異世界転生したら攻略するダンジョンがヒロインの体内ってマジ?

@mattya-dayo

第1話 病床の彼女

「心配……ごほっ……かけて、ごめんね」


 都内外れのとある大学病院にて。少女は胸を押さえて咳き込みながら、弱々しくそう告げた。


「水面……」


 俺は目の前で辛そうに呼吸する幼馴染の手をとりながら、同時に手をとることしかできない自分の不甲斐なさに歯噛みした。


(俺に、もう少し力があれば……。どうすることもできないなんて、辛すぎる)


 数時間前、この病院の医者は淡々と彼女の病名を告げた。新型太陽模様ウイルス感染症、フレア一九。それは全世界で世界的に流行っている肺炎だった。

 発生から初期の対応が遅れたせいで、感染者は倍々ゲームの要領で指数関数的に広がり、もはや全世界で七人に一人が感染している事態となってしまった。

 俺と水面も自粛していたが、食料品を買い出しにいった際にあえなく感染――という事態となってしまった。

 あのとき外に出ていなければと今更になって後悔するも、もう手遅れだった。あとは神を恨みつつ、助けを求めることしかできない……。


(目の前で俺の大切な人が倒れているっていうのに……。俺は何もできないのか

よ……。なんて、なんて俺は無力なんだ……)


 唯一許されたことと言えば、防護服を着て彼女の手を握ることだけだった。

 いつもは血色がよく健康的だった彼女の手も、今日は防護服ごしにしか感じることができず、人形の手のようにどことなく弱々しい感触だった。

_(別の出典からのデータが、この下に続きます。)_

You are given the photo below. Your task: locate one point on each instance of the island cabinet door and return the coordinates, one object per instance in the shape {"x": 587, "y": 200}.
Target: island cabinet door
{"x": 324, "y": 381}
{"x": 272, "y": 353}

 俺が手を握りしめる感触の、十分の一程度しか弱った水面は力をこめることができない。


「汗……拭くか?」


 水面は高熱で発汗している。艶やかな黒髪が汗を吸い、まばらに乱れていた。おでこやシャツの胸元の肌色が少し覗けてしまっていたが、それにかまってられない程度には俺は余裕をなくしていた。


「ううん……大丈夫。こうして優斗がそばに居てくれるだけで、私、嬉しいか

ら……」


 彼女は俺にむけて微笑んでくれた。少し無理して笑ってくれていたのかもしれない。彼女の表情とは裏腹に、彼女の指先は不安そうに震えていた。

「霧島さん、もうそろそろ面会のお時間は終了です。そろそろ施術の時間ですので」

 病室の入り口から、終わりを告げる死神のように田所という医者は入ってきた。きわめて事務的な表情で彼はそう告げると、出て言ってくれというように空いた入り口を指さした。


「そ、そんな……まだ三分しか水面に会えてないのに……」

「三分も、です。そもそも面会は許されていないのに、防護服を貸し与えることで特別に許可したんですよ? その対応に感謝してほしいくらいですね」

「う、うぅ……」


 田所先生が行っていることは極めて正論だ。防護服だって無限にあるわけではないし、その限られた資源を俺が使ってしまっていること自体良くない状況なのであろう。

 わがままは終わりにして、あとは先生にまかせろよ、優斗。

 心のうちの冷静な俺が、聞き分けのきかない子供を諭すようにそう言っている。

 だけど……。

 頭の内では分かっているのだが、どうしても感情で納得できない俺がいた。


(せめて、俺に医学知識があって……、彼女を自分の手で治すことができたのなら……神様。どうかお願いします。俺に力をくれませんか?)


 俺は彼女の手を最後と言うように祈るるように俺の両手で握った。

 この祈りが終わったら俺はすごすごと引き下がって、残りは田所先生に託す予定だった。

 だが……。


『その願い、聞き入れたり』


 不思議なことに、頭の中で声がした。俺の身体が白く発光し、輝く泡となって消えてゆく。


『そなたに試練の機会を授けよう……そなたの誓い、ゆめゆめ忘れるな』


 最後にその言葉を聞いたかと思うと、視界はブラックアウトし、俺は意識を失った。